The answer to this dilemma is found in the second new success factor. Think Good, Grow, Gain. It means that you, as a leader, begin with asking how much good you can do for people using the assets you have. No, this isn’t a not-for-profit agenda. In fact, it’s the growth agenda of the future. Creating unexpected value grows new demand and benchmark-breaking gains.

That’s exactly what the leaders we most admire are doing. Yet, this “do good first” thinking is such a foreign idea to the trained business mind that I’ve had to come up with a thinking model to jolt some new ideas. It looks like this: When I help retrain leaders’ minds to escape the prison of business-as-usual I teach them a process of answering questions about how they might first use their assets to create unique, innovative offerings that help customers experience a better life through one or more of these six sources of unique value above.

Once you’ve opened your mind to this model, you’ll begin to see how superbrands create consumer insistence (where customers accept no substitutes) and how they generate powerful attractive energy. Brands like Disney, Apple, Nike, and Starbucks inspire us with products and experiences while equally famous brands like Microsoft, HP, Denny’s, and Six Flags inspire only yawns. Just as Google, Harvard, and Oprah create mental energy by making people feel smarter and more capable, Yahoo, University of Phoenix, and Jerry Springer are well known but not for “good” reasons.

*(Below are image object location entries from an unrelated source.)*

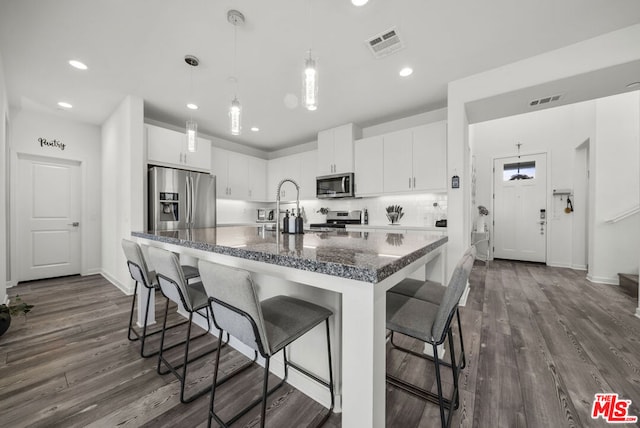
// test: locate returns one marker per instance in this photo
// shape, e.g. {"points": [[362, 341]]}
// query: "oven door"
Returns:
{"points": [[334, 186]]}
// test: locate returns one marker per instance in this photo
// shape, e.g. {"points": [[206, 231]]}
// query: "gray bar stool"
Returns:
{"points": [[433, 292], [174, 286], [431, 323], [142, 275], [267, 326]]}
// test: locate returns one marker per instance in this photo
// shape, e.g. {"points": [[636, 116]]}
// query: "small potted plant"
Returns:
{"points": [[394, 214], [7, 311]]}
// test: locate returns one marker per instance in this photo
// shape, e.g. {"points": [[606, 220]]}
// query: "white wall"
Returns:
{"points": [[82, 143], [123, 179], [616, 151], [4, 162], [611, 49], [557, 132]]}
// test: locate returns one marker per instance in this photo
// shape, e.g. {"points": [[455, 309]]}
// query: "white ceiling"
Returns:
{"points": [[137, 47]]}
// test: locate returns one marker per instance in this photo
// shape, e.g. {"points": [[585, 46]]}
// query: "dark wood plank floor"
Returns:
{"points": [[540, 343]]}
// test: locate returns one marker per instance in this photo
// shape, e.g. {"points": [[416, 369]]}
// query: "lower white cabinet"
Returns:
{"points": [[166, 147]]}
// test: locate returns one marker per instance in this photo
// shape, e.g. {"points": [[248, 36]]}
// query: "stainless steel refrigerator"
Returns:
{"points": [[180, 199]]}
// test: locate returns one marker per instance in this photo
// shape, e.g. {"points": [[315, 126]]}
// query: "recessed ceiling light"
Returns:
{"points": [[407, 71], [77, 64]]}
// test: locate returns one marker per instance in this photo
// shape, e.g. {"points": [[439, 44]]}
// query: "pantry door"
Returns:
{"points": [[48, 223], [520, 231]]}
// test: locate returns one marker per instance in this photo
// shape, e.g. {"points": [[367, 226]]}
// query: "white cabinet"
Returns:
{"points": [[239, 176], [369, 166], [257, 179], [301, 168], [168, 148], [415, 159], [232, 174], [335, 149], [430, 157], [398, 161]]}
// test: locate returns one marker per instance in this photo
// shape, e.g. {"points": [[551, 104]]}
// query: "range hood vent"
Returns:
{"points": [[544, 100], [385, 43]]}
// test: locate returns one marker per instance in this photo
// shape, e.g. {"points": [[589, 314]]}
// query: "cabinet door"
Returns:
{"points": [[325, 152], [308, 164], [257, 179], [343, 149], [201, 159], [219, 162], [369, 165], [430, 156], [398, 175], [164, 146], [238, 176]]}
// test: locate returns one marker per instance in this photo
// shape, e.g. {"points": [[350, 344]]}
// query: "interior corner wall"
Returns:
{"points": [[122, 186], [557, 132], [82, 143], [617, 47], [616, 186], [4, 162]]}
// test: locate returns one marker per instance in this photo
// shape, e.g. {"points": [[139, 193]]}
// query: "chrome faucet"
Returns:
{"points": [[278, 202]]}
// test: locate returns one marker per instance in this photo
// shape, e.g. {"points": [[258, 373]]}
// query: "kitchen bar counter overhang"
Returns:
{"points": [[363, 256], [349, 272]]}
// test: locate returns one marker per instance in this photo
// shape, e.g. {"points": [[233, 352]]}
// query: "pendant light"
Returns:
{"points": [[235, 109], [310, 76], [192, 125]]}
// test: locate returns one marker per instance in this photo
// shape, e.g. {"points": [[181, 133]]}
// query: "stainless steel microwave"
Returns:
{"points": [[335, 186]]}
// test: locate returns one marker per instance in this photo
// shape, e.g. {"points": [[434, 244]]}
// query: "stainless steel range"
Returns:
{"points": [[339, 220]]}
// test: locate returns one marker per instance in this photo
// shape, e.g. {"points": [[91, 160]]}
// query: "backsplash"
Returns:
{"points": [[418, 209]]}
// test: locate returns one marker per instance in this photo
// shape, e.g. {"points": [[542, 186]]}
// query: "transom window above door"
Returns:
{"points": [[519, 171]]}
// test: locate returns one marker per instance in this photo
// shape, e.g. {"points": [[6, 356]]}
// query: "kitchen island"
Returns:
{"points": [[349, 272]]}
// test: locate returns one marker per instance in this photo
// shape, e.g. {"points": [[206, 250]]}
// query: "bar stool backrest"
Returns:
{"points": [[137, 263], [452, 295], [235, 305], [170, 275]]}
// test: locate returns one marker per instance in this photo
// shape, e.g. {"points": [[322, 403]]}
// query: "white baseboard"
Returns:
{"points": [[603, 279], [124, 288], [299, 381]]}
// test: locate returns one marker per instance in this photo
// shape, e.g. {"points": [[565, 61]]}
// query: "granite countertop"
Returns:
{"points": [[363, 256]]}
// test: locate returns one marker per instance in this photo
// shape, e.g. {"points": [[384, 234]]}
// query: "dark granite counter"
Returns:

As I take leaders through the exercise of discovering the six ways of adding value, I see the light go on in their eyes; that making a difference is the surest way to make money in this constantly disruptive economy. I often see them blow open the cage of old, failed thinking and release their leaders’ personal sense of “unfinished business.” You see, our unfinished business is our personal TRUE work.

The work that most of us never get around to. The work we are designed to do and that our higher selves desire. Work that doesn’t just make us richer but also better. Once leaders understand their best path to personal success is the path that creates genuine value for humanity, their practical idealism kicks in and a new level of courage and conviction takes hold. Yet, even then, after a core mindshift to value-added leadership is set alight, leaders find it difficult to sustain escape-velocity.

The gravity of old ways of thinking and the pressure of short-term investors slows down, and even stops, real change. To boost the energy needed to change, I’ve developed a third step. It’s a revolutionary 21-day brain boot camp based on a set of very short and easy daily habits, designed to literally rewire a leader’s brain to tap their natural strengths and create value-added solutions to tough challenges.

It draws on the full power of new research around personal, positive, well-being to incite permanent change. What’s most rewarding is that these habits light up unique passions and talents of leaders, who want to lead better, but also live fuller lives. As I talk to audiences and work with leaders who believe they have “unfinished business,” I only ever have to ask them to look at their past accomplishments and current work and ask themselves, “Is this the best I can do?”

Those who can imagine that there is more, are those who will change the future, by creating it. For me, releasing a leader’s mind and the desire to be extraordinary is the payoff. You see, I believe that business is the most powerful institutional force that can create the future we want for our children. Imagine a world of sustainable abundance led by value-adding leaders, who redefine winning as the positive difference that only they can make.

Just imagine.  

Are you doing the best you can do? What is your unfinished business?